Derivatives Pricing in Continuous Time
Price Processes
Let’s start considering a non-dividend paying stock S over the time interval [0, T]. Of course, a stock that does not pay dividends forever is a bubble but we will focus on a finite period of time in which the stock does not pay dividends. The stock price process follows a geometric Brownian of the form \frac{\mathop{}\!\mathrm{d}S}{S} = \mu \mathop{}\!\mathrm{d}t+ \sigma \mathop{}\!\mathrm{d}B, and there is a money-market account \beta that grows at the risk-free rate r such that \frac{\mathop{}\!\mathrm{d}\beta}{\beta} = r \mathop{}\!\mathrm{d}t.
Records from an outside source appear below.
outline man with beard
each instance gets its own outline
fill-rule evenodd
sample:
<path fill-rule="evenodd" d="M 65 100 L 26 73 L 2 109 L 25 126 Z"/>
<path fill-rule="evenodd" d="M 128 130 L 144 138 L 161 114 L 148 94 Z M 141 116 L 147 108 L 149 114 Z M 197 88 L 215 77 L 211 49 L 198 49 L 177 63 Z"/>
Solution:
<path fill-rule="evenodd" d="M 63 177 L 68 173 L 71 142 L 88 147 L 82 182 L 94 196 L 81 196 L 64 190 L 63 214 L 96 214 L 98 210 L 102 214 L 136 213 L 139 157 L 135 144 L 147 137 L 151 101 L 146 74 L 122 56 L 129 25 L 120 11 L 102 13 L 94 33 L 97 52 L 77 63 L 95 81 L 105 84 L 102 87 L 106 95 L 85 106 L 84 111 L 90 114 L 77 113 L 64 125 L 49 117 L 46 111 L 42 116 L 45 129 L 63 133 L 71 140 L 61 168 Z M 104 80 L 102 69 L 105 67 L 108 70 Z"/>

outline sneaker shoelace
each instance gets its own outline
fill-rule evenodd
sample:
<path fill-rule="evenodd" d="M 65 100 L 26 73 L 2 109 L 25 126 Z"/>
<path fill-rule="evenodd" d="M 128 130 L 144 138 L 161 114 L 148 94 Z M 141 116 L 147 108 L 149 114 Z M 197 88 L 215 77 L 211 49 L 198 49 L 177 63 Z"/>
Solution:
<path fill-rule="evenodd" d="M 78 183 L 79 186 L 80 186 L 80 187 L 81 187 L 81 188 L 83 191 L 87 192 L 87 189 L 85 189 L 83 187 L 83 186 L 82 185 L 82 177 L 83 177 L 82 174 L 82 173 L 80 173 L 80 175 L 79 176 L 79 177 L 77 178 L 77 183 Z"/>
Since our objective is to price derivatives written on S with payoffs given by some function of the stock price at time T, we can write the discount factor as \frac{\mathop{}\!\mathrm{d}\Lambda}{\Lambda} = - r \mathop{}\!\mathrm{d}t- \lambda \mathop{}\!\mathrm{d}B. The stochastic part of the discount factor that matters for this application is the one that is perfectly correlated with the stock price process. For the moment, we assume that \mu, r, \sigma and \lambda are all adapted process to the filtration on which all Brownian motions are adapted.
The pricing equation implies that \lambda should be the instantaneous Sharpe ratio of the stock price so that \lambda = \frac{\mu - r}{\sigma}.
The Risk-Neutral Measure
Girsanov’s theorem allows us to create Brownian motions under a different measure by using strictly positive martingales. The risk-neutral measure is a particular measure created by using the process \mathcal{E} = \Lambda \beta. Ito’s lemma implies that \frac{\mathop{}\!\mathrm{d}\mathcal{E}}{\mathcal{E}} = \frac{\mathop{}\!\mathrm{d}\Lambda}{\Lambda} + \frac{\mathop{}\!\mathrm{d}\beta}{\beta} = -\lambda \mathop{}\!\mathrm{d}B. We can then compute \mathcal{E}_{t} = \mathcal{E}_{0} e^{- \int_{0}^{t} \lambda_{s} dB_{s}}, which is strictly positive as long \mathcal{E}_{0} > 0. Note that many authors normalize \Lambda_{0} = 1 and \beta_{0} = 1 so that \mathcal{E}_{0} = 1.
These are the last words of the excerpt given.